Governo teve derrota humilhante no Fundeb. Se seu plano vencesse, haveria o caos na educação em 2021 e pedalada na despesas do fundo
Foi tamanha a trapalhada do governo no Fundeb que ficou difícil até explicar. A decisão foi a de fazer dele o primeiro teste da sua base ampliada com o centrão. Terminou num fracasso tão grande que ao governo só restou a mentira. Bolsonaro comemorou como sendo seu o plano contra o qual conspirou. Planeja outros testes nas próximas votações. Foi tentada a estratégia de manter o presidente em silêncio. Não tem dado muito certo, e as emas do Alvorada sabem disso.

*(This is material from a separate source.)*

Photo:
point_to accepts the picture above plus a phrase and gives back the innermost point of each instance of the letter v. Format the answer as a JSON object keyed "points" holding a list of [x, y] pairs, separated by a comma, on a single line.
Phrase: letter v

O Ministério da Economia fez uma manobra brusca para atropelar na reta final um projeto que vem de longa estrada sendo articulado com parlamentares, especialistas, sociedade civil, educadores. O governo ficou fora da pista durante todo o tempo e entrou daquele jeito. Tentou tirar dinheiro do Fundeb para um programa inexistente com o qual pretende substituir o Bolsa Família. Foi pela contramão fiscal porque era para burlar a lei do teto, já que o fundo da educação não está incluído nele. Se oficialmente os recursos fossem do Fundo, poderiam ser usados no programa Renda Brasil.

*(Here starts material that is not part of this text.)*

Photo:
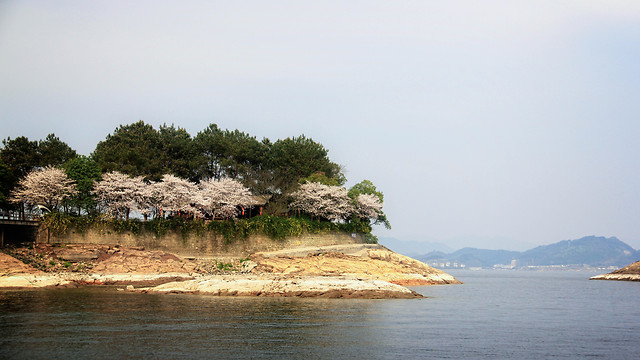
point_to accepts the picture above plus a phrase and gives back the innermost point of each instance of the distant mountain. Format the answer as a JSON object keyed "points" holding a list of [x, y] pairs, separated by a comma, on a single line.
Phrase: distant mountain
{"points": [[472, 257], [590, 250], [413, 248], [594, 251]]}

O governo fez tudo contra o Fundeb. Arthur Lira, o líder informal, quis adiar a votação na reunião dos líderes e, no plenário, tentou obstruir a sessão. Mas a aprovação foi consagradora com duas votações de emenda constitucional numa única noite. Houve apenas sete votos contrários, todos bolsonaristas. Depois dessa o governo deveria ter tido a prudência de recolher seu carro. Bolsonaro preferiu trombar com a verdade. Disse que havia sido uma vitória do seu governo. “A esquerda não engole mais uma derrota. Não engole. Não fizeram nada.” O ministro da secretaria de governo, Luiz Eduardo Ramos, havia feito um esforço para reduzir o tamanho da derrota, mas derrapou no Twitter: “Aprovamos. O que os governos anteriores não fizeram o presidente Bolsonaro deu o primeiro passo em menos de dois anos.”
Os fatos: os governos anteriores fizeram. O Fundef, na época de Fernando Henrique, e o Fundeb, no período Lula. Bolsonaro ignorou o assunto e na reta final veio com um projeto doido e tentou impedir a votação. O Fundeb resistiu e está a um passo de entrar para a Constituição. Falta o Senado.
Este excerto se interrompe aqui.